Als "glasklaren Betrug, der auf dem Rücken der Konsumenten und in letzter Konsequent auch unseren Bauern stattfindet", bezeichnete Umweltministerin Elisabeth Köstinger (ÖVP) jene Vorgehensweise und fordert im Zuge des EU-Wahlkampfs nun strengere Kontrollen von der EU-Kommission, wie im Ö1-Mittagsjournal berichtet wurde.
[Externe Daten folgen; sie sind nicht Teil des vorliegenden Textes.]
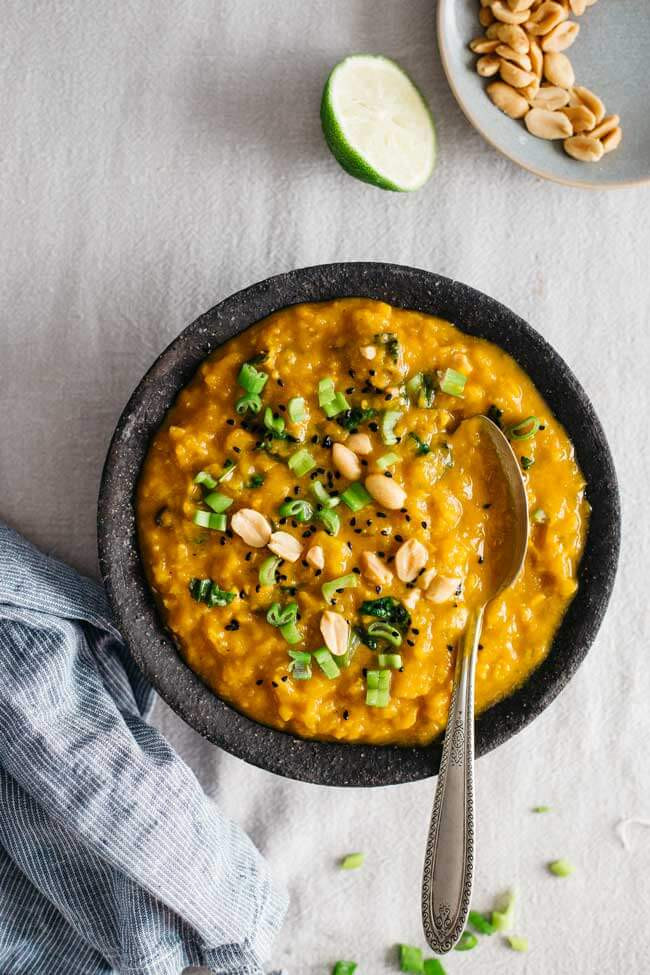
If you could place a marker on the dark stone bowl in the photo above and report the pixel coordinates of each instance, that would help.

EU-Förderungen an Tierwohl anknüpfen
Dass der ukrainische Konzern MHP von EU-Unterstützungen profitiert hat, sorgt bei den heimischen Landwirten für besonders großen Ärger. Die EU vergibt Kredite an ukrainische Betriebe, um die dortige Wirtschaft zu modernisieren. Die strikten europäischen Tierhalteregeln gelten dort aber (noch) nicht.
Künftig soll EU-Agrarhilfe an strenge Tierwohlstandards gebunden sein, so zumindest die Forderung Köstingers. "Meiner Meinung nach ist es höchst an der Zeit, dass Gelder europäischer Steuerzahler so verwendet werden, dass sie die Situation dort, wie sie eingesetzt werden, verbessern und nicht dazu führen, dass Produkte mit niedrigeren Standards nach Europa importiert werden. Das ist eine widersinnige Art und Weise der Förderung, die wir derzeit in Europa haben."
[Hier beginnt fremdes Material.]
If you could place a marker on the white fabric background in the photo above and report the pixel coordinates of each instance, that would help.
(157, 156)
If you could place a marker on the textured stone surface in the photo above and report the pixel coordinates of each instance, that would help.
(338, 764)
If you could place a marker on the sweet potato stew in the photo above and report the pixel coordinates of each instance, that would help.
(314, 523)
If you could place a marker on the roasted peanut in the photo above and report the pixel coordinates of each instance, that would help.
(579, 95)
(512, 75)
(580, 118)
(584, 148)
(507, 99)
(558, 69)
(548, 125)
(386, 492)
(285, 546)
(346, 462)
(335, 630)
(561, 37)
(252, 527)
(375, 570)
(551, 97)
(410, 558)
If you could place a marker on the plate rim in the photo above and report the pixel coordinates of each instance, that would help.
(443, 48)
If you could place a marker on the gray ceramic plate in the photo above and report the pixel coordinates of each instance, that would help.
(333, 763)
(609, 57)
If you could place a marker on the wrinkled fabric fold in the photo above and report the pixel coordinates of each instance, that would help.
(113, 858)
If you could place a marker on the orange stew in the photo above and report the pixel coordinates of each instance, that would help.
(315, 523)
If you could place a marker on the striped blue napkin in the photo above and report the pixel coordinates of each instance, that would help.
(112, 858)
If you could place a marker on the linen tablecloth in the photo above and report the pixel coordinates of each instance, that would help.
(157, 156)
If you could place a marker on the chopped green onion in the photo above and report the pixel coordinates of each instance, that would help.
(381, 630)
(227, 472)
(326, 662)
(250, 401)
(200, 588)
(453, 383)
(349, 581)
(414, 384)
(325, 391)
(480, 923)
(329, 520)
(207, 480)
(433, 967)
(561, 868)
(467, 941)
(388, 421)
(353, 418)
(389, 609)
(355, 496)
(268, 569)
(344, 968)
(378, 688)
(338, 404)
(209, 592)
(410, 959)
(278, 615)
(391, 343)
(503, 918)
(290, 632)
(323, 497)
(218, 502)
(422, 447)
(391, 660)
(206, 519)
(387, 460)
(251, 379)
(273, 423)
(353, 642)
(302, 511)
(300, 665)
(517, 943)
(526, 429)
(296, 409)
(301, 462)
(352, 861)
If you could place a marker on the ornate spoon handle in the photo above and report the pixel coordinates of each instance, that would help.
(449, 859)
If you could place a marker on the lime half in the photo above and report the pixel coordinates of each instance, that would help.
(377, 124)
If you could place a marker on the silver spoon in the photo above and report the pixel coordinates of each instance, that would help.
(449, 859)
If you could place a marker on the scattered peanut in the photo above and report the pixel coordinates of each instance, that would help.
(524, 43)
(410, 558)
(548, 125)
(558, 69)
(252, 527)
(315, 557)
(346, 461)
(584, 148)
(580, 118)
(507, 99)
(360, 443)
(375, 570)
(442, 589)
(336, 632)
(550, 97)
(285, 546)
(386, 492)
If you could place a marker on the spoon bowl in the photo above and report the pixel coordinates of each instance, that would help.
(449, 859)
Der Bauernbund geht noch weiter und fordert überhaupt einen Importstopp aus der Ukraine.
Gesetzeslücke genutzt
Wie berichtet, umgeht der ukrainische Konzern das im Rahmen des Freihandelsabkommens geltende Einfuhrlimit von 20.000 Tonnen für Hühnerbrüste, dem teuersten Stück des Hendls, mit einem simplen Trick: Anstatt sie komplett auszulösen, wird ein Knochen am Brustfleisch belassen, wodurch dieses als "minderwertige Ware" zählt – und darauf gibt es weder Zoll noch Einfuhrbeschränkungen.
Der Züchter hatte die Brüste zunächst in die Slowakei gebracht und dort dann den Knochen entfernen lassen. So wurde das Fleisch zum EU-Produkt.
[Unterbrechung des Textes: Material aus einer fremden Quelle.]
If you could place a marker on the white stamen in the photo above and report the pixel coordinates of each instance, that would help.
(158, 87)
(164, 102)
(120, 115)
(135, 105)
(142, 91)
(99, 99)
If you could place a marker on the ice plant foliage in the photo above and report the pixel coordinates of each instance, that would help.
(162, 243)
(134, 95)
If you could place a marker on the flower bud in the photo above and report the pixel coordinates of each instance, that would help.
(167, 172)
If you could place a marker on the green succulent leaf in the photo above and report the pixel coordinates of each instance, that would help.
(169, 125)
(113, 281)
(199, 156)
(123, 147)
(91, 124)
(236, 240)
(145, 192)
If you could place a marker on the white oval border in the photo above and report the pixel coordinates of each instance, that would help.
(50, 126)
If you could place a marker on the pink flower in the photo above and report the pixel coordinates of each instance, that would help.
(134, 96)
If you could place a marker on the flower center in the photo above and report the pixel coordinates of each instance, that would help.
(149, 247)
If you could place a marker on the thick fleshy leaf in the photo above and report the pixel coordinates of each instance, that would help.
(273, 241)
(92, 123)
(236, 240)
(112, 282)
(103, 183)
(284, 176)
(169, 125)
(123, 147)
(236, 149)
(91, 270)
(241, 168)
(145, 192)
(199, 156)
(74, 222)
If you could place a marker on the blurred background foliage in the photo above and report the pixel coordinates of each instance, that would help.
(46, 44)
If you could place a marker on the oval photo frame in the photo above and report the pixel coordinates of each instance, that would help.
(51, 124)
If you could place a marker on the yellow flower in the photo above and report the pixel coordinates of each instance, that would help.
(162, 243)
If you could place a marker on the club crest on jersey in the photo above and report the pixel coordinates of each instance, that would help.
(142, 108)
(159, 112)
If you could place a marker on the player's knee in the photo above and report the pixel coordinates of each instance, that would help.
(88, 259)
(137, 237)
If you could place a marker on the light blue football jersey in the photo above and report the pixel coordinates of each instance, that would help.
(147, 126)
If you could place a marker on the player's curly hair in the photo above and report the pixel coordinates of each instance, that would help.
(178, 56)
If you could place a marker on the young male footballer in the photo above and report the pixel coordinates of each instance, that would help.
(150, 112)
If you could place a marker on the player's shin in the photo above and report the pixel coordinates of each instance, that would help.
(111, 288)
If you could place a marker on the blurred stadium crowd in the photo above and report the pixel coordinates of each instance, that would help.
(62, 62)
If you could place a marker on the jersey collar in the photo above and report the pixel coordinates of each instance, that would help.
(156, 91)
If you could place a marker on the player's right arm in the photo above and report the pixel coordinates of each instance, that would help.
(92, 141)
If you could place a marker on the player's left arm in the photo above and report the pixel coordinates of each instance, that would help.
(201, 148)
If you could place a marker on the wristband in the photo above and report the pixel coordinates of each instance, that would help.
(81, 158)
Mindeststandards müssten eingehalten werden
Der österreichische EU-Abgeordnete Thomas Waitz (Grüne) hat am Wochenende einen Lokalaugenschein in MHP-Fabriken in der Ukraine unternommen. Er berichtet im Ö1-Gespräch von bedenklichen Zuständen für Umwelt und Tiere und fordert eine Kennzeichnungspflicht für Fleisch. Das sei die einzige Möglichkeit für Österreich zu reagieren. An einer solchen Regelung zu einer Herkunftskennzeichnung wird seitens des Landwirtschaftsministeriums bereits gearbeitet, "Heute.at" berichtete.
Die EU-Kommission zieht indes einen fragwürdigen Schritt in Erwägung. Sie will die Import-Quote nun anheben, damit das Hühnerfleisch legal in die EU kommen kann und so der "Schummelimport" abgestellt wird.
"Der Plan ist es, den Trick zu legalisieren", bestätigte Waitz. Wenn 50.000 oder 70.000 Tonnen durch ein entsprechendes Freihandelsabkommen mit der Ukraine zollfrei importiert werden dürften, wäre der Trick nicht mehr notwendig. (ek)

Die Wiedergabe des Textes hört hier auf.